Second, around 75 percent of Jews voted for Hillary Clinton; under 25 percent for Donald Trump. I am also convinced that a large majority of secular Jewish Trumpites voted not out of white racism, but because they were concerned (rightly or wrongly) that the Obama Administration’s foreign policy had imperiled both Israel and the U.S. Most Orthodox Jewish Trump voters liked The Donald for reasons of their own distinctive version of class-and-cultural populism, not simple racism.
In today’s America, a small dose of Ta-Nehisi Coates—and Malcolm X—is tonic. But what we need is a renewed fearless mega dose of the Reverend Martin Luther King, Jr. and Rabbi Abraham Joshua Heschel who walked side-by-side—“praying with their feet” (in Heschel’s words)—in 1965’s Selma-to-Montgomery voting rights march for American equality for all and against racism and discrimination in any form. King (1929) and Heschel (1907) were born a generation apart, but only a few days apart in the month of January, the same month that the historic Selma March began.
Coates paints virtually all white Americans with a white racist brush as “soul brothers” of John C. Calhoun, godfather of 1861’s Secession Movement, and George F. Fitzhugh, the arch-reactionary white racist theoretician whose views found echoes in 2017 in Charlottesville.
Yet America also gave us Abraham Lincoln. In the racist maelstrom of Illinois politics, Lincoln had the courage to tell white male voters regarding any “black woman” that—though though he might not “want her for a wife”—she “in her natural right to eat the bread she earns with her own hands without asking leave of anyone else, . . . is my equal, and the equal of all others.”
Lincoln—also “a white president”—was a Republican of a special kind. The Question is: can there be another?
Lincoln the Great Emancipator—who revoked General Grant’s notorious General Order No. 11 of December 17, 1862, that had ordered the expulsion of all Jews in the Tennessee military district—was a friend of the Jews.
American school kids know—or used to—which side won the Civil War. Game of Thrones producers, David Benioff and D. B. Weiss, seem not so sure. Might they hire Coates to salvage, by injecting a Black Panther-style story line, their troubled HBO alternative history series, Confederate? I hope not.

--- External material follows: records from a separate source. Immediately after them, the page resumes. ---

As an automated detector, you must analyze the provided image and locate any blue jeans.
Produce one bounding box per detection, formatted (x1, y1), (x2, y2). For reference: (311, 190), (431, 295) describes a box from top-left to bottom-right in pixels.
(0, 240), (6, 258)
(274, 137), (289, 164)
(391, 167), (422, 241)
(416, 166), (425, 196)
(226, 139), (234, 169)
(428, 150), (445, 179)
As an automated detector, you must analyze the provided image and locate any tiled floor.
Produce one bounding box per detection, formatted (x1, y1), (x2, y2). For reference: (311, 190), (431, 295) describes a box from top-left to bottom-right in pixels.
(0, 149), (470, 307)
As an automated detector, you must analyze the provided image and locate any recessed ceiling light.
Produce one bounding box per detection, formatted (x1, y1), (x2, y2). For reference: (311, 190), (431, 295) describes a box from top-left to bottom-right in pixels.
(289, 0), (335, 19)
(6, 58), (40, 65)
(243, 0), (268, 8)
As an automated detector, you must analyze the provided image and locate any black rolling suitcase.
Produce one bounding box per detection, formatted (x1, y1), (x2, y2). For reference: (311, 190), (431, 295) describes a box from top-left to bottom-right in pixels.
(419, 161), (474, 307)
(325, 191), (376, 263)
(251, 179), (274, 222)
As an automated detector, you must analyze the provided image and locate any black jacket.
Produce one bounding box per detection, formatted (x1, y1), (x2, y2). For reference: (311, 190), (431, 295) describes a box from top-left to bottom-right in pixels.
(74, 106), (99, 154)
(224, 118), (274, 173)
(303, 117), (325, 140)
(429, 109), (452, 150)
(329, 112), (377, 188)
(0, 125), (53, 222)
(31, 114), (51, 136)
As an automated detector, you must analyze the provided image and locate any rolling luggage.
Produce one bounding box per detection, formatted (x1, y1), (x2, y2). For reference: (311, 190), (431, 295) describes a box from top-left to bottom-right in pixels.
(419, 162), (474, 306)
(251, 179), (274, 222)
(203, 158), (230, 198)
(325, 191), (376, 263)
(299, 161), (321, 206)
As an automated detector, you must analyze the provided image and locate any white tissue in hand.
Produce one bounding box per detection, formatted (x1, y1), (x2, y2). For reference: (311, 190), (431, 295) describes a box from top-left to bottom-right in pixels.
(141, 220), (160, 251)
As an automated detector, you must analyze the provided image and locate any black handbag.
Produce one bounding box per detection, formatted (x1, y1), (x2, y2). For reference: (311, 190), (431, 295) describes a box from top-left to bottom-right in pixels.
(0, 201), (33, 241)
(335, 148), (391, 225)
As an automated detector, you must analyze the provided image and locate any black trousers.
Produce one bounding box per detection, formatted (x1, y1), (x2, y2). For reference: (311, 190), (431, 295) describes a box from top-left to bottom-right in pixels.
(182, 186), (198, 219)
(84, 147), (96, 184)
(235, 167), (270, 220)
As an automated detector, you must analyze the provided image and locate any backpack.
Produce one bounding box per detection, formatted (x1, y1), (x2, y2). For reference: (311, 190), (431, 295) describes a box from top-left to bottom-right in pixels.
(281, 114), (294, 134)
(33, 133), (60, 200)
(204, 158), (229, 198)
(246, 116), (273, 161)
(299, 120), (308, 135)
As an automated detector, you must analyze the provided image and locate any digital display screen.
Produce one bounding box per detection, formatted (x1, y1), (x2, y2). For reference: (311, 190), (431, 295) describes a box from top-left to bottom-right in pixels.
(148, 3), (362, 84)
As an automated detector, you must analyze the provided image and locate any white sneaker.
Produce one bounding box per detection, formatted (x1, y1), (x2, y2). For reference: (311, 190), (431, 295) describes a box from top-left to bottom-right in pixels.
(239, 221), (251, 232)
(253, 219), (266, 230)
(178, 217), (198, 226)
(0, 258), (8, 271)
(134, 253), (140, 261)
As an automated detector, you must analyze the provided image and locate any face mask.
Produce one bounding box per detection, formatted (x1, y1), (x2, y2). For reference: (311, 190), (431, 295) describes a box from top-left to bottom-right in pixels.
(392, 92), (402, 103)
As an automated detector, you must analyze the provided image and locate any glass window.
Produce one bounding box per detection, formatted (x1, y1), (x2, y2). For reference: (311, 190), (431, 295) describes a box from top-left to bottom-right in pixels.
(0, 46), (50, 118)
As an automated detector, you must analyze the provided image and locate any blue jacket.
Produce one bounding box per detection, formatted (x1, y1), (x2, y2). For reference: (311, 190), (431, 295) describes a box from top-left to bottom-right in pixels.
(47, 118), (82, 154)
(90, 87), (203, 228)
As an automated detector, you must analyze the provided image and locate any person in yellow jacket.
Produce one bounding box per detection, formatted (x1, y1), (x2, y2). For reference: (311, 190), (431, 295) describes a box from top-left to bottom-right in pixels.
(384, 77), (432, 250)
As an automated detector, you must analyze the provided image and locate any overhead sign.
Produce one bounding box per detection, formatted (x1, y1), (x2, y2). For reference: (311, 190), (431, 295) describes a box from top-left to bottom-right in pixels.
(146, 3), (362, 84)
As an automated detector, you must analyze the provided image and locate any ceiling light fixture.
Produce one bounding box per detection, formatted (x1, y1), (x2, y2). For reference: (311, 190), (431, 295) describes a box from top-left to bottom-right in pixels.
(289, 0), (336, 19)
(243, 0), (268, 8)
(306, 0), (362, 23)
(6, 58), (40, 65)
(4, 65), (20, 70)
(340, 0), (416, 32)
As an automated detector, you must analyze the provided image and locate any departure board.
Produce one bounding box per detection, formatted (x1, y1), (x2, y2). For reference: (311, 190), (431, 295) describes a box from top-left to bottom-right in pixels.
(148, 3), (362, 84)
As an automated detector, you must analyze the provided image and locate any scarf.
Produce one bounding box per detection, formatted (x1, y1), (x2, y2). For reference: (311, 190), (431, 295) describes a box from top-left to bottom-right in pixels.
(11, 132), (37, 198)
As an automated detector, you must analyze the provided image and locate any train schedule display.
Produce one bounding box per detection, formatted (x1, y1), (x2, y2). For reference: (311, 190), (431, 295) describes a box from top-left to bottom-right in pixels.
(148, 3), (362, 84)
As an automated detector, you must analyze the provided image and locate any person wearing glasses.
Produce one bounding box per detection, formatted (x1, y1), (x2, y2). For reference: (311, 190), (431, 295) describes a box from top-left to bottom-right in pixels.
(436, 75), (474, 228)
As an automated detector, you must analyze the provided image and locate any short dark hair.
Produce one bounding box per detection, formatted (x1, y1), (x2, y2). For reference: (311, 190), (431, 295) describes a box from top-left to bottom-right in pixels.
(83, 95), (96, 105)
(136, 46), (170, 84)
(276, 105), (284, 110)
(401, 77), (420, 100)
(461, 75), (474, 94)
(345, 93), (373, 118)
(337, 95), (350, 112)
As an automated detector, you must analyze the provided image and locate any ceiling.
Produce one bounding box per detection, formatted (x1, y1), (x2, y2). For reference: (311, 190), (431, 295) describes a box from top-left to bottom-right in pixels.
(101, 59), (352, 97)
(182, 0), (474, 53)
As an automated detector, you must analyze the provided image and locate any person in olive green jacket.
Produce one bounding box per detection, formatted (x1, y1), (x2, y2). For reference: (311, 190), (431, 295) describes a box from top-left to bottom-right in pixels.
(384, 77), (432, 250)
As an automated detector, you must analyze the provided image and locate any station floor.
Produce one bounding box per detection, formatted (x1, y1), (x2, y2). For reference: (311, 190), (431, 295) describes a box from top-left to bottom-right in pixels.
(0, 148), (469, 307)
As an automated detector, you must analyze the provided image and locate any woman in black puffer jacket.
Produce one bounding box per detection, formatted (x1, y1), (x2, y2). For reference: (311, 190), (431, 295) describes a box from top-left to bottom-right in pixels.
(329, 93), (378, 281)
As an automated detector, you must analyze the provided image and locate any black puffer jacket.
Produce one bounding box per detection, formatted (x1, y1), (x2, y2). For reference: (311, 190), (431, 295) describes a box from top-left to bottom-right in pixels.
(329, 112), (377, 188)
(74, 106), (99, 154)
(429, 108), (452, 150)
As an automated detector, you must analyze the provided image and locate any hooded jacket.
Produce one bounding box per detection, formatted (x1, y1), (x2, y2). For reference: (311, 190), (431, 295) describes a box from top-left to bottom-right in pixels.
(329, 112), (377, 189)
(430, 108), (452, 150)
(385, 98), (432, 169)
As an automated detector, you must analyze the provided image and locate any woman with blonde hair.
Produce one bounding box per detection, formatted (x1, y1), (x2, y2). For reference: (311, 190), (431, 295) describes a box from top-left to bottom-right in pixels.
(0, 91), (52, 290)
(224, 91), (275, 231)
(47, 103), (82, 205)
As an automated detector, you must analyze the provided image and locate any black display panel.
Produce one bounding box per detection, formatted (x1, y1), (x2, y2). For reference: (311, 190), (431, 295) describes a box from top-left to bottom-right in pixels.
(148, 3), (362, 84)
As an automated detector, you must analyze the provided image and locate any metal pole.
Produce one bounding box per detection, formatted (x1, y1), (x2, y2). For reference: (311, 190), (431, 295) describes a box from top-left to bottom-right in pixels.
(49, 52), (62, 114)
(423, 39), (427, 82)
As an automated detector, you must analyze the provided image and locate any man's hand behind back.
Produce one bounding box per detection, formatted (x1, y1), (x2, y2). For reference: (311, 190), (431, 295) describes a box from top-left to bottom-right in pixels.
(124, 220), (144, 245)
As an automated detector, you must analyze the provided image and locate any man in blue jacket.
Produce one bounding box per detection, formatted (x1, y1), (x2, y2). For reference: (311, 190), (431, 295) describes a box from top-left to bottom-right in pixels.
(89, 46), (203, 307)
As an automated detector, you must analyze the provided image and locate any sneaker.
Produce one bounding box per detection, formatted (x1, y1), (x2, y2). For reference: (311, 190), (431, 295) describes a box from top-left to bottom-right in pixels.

Charlottesville’s synagogue, Congregation Beth Israel, after police no-shows, had to hire its own armed guards for self-protection from Neo-Nazi thugs, while St. Louis’ Central Reform Congregation upset the police—and Twitterstormers demanding “#GasTheSynagogue”—by opening its door to protesters against the acquittal of a white officer for killing a black suspect. What lies ahead for synagogues on new firing lines?
There is this glimmer of hope for today’s new civil rights protesters, again “praying with their feet,” who take Lincoln’s—and Steven Spielberg’s—side in the Civil War. In January, 2017, a national poll showed that Barack Obama—with 51 percent vs. 35 percent support—was still far-and-away the most popular politician in America.
As the Jewish New Year approaches, the perennial question—“Is It Good For the Jews?”—takes on a new urgency and in a new form. What exactly at this crisis, post-Charlottesville point in American history is good for Jews and in particular their historic alliance with African Americans for racial and religious justice for all Americans? My answer is that giving up on America’s future, black and white inclusive, would NOT be good for the Jews.